|< Day Day Up >|
Recipe 10.7. Adding a New Loadable Kernel Module
The steps are the same for 2.4 and 2.6 kernels. Change to the directory that contains the build tree (e.g., ~/src/linux-2.4.25). You'll need a good, up-to-date .config file. Copy it to the top level of your build tree, then run:
$ make oldconfig
As you go through the configuration, find the driver you need and select it as a module (for example, the tulip module, which is a common driver for many Ethernet cards). Then:
$ make dep $ make modules # make modules_install # depmod -av
Load the module with modprobe:
# modprobe tulip
This whole process doesn't need a reboot.
make menuconfig also works, if you can't use oldconfig. It just takes longer, and you have to be careful to not leave out anything important.
If you're installing a third-party module that is not in the kernel tree, you must rely on the vendor's installation instructions. The usual method is to download sources, build the module, then load it with modprobe. Some vendors, like nVidia, provide a script that does everything for you.

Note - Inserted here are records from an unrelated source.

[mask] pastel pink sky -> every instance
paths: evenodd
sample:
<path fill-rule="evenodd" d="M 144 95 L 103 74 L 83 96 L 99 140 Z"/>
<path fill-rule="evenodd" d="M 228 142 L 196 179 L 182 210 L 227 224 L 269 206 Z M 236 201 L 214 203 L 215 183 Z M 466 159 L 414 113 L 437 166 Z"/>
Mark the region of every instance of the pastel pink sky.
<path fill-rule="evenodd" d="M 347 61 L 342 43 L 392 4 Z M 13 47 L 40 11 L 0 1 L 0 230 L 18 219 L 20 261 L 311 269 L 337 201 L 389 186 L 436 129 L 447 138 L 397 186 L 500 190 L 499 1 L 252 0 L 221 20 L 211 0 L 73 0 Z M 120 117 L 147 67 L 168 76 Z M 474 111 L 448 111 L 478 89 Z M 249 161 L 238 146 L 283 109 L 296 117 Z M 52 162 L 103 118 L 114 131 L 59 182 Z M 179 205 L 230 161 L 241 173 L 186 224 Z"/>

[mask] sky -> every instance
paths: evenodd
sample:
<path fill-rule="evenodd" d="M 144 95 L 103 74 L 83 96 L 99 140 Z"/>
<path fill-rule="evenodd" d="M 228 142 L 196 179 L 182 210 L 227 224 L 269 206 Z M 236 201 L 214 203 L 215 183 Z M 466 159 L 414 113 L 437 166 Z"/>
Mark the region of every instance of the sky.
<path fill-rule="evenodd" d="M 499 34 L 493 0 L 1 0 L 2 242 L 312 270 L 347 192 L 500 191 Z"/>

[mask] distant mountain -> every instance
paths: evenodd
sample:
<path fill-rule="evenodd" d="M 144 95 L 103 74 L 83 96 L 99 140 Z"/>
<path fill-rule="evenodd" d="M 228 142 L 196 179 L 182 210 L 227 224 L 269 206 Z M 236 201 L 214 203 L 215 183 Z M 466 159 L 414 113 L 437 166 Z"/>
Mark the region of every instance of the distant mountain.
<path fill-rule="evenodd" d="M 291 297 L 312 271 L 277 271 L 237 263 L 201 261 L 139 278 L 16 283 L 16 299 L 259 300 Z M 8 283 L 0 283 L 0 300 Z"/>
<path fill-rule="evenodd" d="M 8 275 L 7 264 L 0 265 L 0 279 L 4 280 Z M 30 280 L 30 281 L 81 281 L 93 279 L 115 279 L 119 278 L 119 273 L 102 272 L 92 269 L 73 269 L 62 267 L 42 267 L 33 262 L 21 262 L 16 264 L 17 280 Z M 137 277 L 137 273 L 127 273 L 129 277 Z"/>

Most distributions probe hardware at bootup, and automatically load the correct modules. If this does not happen, you'll need to configure some startup files. On Red Hat and SuSE, add the module to /etc/modules.conf. On Debian, add it to /etc/modules. Slackware uses rc.modules.
Even easier is to enable kmod, the automatic module loader, in your kernel. Most distributions enable it by default. In the kernel configurator, look for "Automatic kernel module loading" (2.6 kernel) or "Kernel module loader" (2.4) under "Loadable module support."